The skilled witness explained that in the course of studying for the FRCS examinations, there were a number of modules on basic sciences including biomechanics dealing with the operation of the spine, lower limbs, hands, knees and arms.  In his evidence in chief he agreed that there was a risk of injury if a female lifted a weight of 10 kg from a low height to shoulder height with her arms partly outstretched.  This was evident from basic mechanics and how a load is applied.  If a load is at close distance to the spine, if the arms are outstretched the load is further from the spine and the greater the loading on the spine as a result.  Risk of injury could be reduced by reducing the load, the height, or the distance away from the spine.  That would include not lifting as high or as heavy a load.

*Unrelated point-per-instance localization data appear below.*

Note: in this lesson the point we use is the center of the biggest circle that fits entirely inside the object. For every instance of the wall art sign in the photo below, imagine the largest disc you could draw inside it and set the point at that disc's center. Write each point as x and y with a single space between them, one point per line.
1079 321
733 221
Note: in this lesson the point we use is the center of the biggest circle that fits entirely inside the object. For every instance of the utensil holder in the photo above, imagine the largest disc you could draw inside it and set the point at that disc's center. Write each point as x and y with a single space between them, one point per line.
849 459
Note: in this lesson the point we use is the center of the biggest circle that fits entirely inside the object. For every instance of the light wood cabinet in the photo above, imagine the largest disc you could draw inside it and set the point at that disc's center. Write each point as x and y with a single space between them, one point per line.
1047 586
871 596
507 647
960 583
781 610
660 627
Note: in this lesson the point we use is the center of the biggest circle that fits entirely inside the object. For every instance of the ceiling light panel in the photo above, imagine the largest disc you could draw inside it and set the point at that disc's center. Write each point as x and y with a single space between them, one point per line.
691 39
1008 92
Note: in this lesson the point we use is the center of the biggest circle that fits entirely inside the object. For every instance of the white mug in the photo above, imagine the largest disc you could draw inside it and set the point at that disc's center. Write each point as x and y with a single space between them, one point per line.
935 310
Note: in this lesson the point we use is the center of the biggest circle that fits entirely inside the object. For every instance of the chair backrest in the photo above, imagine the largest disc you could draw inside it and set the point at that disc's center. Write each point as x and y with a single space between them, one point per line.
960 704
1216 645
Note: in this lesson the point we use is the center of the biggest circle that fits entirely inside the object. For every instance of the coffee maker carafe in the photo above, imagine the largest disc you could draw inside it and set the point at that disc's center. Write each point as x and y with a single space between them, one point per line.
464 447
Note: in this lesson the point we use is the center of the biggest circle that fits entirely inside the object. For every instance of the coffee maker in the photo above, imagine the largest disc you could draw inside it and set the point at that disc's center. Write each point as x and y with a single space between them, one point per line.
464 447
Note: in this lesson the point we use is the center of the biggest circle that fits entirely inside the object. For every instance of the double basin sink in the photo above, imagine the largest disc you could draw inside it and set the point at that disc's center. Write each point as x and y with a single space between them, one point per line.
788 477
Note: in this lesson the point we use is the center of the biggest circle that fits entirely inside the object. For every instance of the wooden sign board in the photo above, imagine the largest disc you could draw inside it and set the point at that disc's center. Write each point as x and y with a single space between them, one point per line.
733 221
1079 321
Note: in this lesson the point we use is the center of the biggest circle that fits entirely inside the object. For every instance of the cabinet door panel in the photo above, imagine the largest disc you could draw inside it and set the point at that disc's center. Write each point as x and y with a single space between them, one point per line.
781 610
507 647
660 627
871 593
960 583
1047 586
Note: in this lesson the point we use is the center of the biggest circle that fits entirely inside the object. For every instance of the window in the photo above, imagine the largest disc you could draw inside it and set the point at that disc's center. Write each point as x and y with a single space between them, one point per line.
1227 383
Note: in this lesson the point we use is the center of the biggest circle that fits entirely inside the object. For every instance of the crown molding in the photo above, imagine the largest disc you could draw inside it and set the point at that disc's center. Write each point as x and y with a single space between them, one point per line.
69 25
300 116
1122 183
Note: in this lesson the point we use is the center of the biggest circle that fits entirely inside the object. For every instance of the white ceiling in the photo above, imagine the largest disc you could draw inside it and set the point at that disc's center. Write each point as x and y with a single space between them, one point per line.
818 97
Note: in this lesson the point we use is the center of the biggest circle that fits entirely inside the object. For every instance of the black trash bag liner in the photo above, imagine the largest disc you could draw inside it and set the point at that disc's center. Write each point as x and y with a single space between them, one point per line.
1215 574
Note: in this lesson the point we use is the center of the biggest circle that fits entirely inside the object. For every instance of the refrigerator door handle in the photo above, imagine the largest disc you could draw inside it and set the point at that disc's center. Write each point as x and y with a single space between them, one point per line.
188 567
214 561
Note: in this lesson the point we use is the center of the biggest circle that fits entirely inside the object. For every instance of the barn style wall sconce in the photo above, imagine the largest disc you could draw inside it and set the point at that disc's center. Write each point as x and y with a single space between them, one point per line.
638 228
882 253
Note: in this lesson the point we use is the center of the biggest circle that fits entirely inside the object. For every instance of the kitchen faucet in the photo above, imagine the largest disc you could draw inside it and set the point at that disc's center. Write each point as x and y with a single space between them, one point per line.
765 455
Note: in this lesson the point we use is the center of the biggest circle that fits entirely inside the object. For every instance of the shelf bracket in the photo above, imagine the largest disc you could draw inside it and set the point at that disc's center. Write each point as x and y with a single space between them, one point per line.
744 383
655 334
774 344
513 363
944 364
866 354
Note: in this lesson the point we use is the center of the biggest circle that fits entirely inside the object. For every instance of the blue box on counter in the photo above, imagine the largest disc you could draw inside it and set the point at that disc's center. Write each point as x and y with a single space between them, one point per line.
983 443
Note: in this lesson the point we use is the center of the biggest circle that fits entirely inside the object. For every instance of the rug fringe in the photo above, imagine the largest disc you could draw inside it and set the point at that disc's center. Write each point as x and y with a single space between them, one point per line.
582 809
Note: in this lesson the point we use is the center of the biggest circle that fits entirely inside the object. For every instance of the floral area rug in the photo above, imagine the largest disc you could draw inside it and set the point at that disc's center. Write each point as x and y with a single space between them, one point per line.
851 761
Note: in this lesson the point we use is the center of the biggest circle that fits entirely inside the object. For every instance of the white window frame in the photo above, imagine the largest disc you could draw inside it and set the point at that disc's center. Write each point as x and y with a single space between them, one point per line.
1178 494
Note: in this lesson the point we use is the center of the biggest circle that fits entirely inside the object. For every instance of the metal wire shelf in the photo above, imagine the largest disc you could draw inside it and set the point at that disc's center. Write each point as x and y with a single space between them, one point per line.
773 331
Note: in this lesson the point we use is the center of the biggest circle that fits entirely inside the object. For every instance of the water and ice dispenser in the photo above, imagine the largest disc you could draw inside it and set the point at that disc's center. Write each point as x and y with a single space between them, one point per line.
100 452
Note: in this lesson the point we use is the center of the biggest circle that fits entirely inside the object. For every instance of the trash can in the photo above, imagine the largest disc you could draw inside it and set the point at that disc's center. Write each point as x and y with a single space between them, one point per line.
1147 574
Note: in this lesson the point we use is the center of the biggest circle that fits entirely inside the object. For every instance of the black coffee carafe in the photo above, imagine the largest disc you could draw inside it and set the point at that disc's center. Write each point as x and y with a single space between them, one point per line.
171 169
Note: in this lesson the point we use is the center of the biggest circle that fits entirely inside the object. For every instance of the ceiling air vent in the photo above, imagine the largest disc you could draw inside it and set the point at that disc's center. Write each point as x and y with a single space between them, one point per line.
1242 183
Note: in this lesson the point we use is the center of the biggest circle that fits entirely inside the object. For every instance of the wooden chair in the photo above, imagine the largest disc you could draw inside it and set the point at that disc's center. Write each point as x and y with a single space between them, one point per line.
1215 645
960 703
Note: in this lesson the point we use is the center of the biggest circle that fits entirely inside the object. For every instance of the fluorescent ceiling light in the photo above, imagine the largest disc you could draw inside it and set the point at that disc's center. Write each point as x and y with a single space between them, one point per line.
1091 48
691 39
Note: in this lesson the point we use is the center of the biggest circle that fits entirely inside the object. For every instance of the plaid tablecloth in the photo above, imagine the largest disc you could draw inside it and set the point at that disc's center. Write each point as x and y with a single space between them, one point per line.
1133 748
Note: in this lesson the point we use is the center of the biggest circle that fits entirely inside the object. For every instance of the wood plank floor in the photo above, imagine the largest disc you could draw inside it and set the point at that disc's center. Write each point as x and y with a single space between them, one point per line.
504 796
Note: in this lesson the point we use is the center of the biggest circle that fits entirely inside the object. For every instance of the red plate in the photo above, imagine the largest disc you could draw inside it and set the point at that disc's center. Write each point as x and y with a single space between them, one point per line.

In cross-examination, the skilled witness said that the higher the load, the higher the relative chance of injury.  He was not immediately in a position to provide references to a study showing a correlation between load and back injury, but referred to health and safety regulations which were very clear about load and risk.

Submissions

So far as foreseeability was concerned, the defender submitted that the skilled witness did not give evidence about the threshold load for the risk of injury and did not give evidence about height and distance in relation to risk.  It was submitted that the court required to have evidence about what lesser load and/or height would have avoided injury.

Counsel for the defender submitted that biomechanics and ergonomics are both recognised bodies of knowledge and are separate from the core specialism of the pursuer’s skilled witness, a consultant orthopaedic surgeon, notwithstanding that in the course of studying for the FRCS examinations, there were a number of modules on basic sciences including biomechanics. It was submitted that the issue really was one for an ergonomist which the pursuer had attempted to introduce but with which she had decided not to proceed.

Decision

The sheriff, having regard to the skilled witness’s training in biomechanics, was satisfied that, in principle, and subject to the ground being laid in evidence, he was qualified to give evidence about risk of injury in carrying out lifting at least at the level of principle as to whether certain types of lifting activity carry foreseeable risk of injury. The problem, however, was that the sheriff was not satisfied on the evidence he heard that the skilled witness was in a position to give evidence about possible causation in specific situations.  For example, at what carried weight would the risk of injury in a particular lift be more than de minimis;  or again, how many repetitions of a particular lifting operation would give rise to a foreseeable risk of injury, and it was evidence at that level of detail which was wanted and required.  

The sheriff’s finding was that the pursuer did not suffer loss injury or damage as a result of the defender’s fault and negligence.